Mufti, die Mürrische: 1990-2002


Die schönste und gleichzeitig mürrischste Katze, die ich je gekannt habe, ist am Sonntag einem vermutlich durch einen Giftköder hervorgerufenen Leberleiden erlegen.

Das Halbangora-Gör hatte von Anfang an ein sehr seltsames Leben. Kurz nach ihrer Geburt starb die Besitzerin ihrer Mutter, und keiner hat’s gemerkt. Die Katzenmutter versuchte ohne Wasser & Futter ihren Wurf solange wie möglich durchzubringen, aber als das Drama entdeckt wurde, waren alle bis auf Mufti bereits tot. Auch ihr Leben hing am seidenen Faden, aber mit Spritzen und Fläschchenfutter hat man sie im Tierheim durchgebracht.

Immer noch sehr dünn und ohne jegliche Katzensozialisierung wurde sie von Dorian entdeckt, der das kaum sechs Wochen alte Zwergerl mit nach Hause nahm & weiter aufpäppelte. Den Namen hat ihr Dorians Sohn gegeben, aber er hat nie verraten, warum gerade “Mufti”.

Ich habe dem winzigen Katzenbaby beigebracht, über Jean und Pullover bis auf meine Schulter zu klettern, was ich später, als sie nicht mehr winzig war, bitter bereut habe.

Mufti hat mit Begeisterung ferngesehen. Mit den anderen Zuschauern sass sie entspannt auf dem Sofa, den Blick auf den Bildschirm gerichtet, und immer wenn es spannend wurde, sprang sie auf und hat sich direkt vor den Bildschirm gesetzt, mit der Nase zwei Zentimeter vor dem Geschehen.

Als man nach einem halben Jahr beschloss, ihr Gesellschaft aus dem Tierheim zu holen, hat sie uns 4 Monate lang die Hölle heiß gemacht. Erst danach hat sie langsam begonnen, ihre neue Gefährtin zu akzeptieren.

Geprägt durch ihre Jugenderlebnisse hat sie bis zum Schluss jede andere als 3-Sterne-Katzennahrung verweigert. Feinste Leber? Frisches Hendl? Spargelschinken?
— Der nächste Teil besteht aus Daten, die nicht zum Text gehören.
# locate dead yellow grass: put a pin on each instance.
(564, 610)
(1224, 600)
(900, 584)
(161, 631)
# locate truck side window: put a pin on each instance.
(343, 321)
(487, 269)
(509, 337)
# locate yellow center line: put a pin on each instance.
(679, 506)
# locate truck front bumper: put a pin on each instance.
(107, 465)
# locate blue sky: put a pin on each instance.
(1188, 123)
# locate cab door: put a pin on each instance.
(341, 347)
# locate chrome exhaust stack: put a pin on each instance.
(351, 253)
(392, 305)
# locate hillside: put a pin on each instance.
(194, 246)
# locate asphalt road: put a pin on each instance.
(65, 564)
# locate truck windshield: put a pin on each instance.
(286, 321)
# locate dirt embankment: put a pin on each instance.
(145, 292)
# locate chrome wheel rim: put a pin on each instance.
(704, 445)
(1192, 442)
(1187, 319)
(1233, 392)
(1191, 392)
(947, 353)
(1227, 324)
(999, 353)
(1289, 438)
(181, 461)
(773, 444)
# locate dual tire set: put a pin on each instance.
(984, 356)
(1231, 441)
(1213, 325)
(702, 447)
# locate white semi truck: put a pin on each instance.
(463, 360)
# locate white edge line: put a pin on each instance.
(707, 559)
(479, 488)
Mufti lehnte dankend ab.

Dass sie nach 7 Jahren den Übergang von Wohnungs- zu Landkatze so selbstverständlich verkraftet hat, hat uns alle gewundert. Aber bereits nach 2 Wochen hatte sie das Mausen gelernt und war allen Nachbarkatzen gewachsen.

Ihr mürrisches Wesen und ihre Sturheit verstärkte sich allerdings mit den Jahren, sodass man sie scherzhaft auch schon mal “Muffl” oder “Mufflon” nannte. Sie trug die Namen mit Stolz. Nur die besten durften sie jetzt noch streicheln – es sei denn, es war die Bürste im Spiel. Die Katzenbürste hat aus dem mürrischen Monster immer ein glücklich sabberndes Katzenweib gemacht.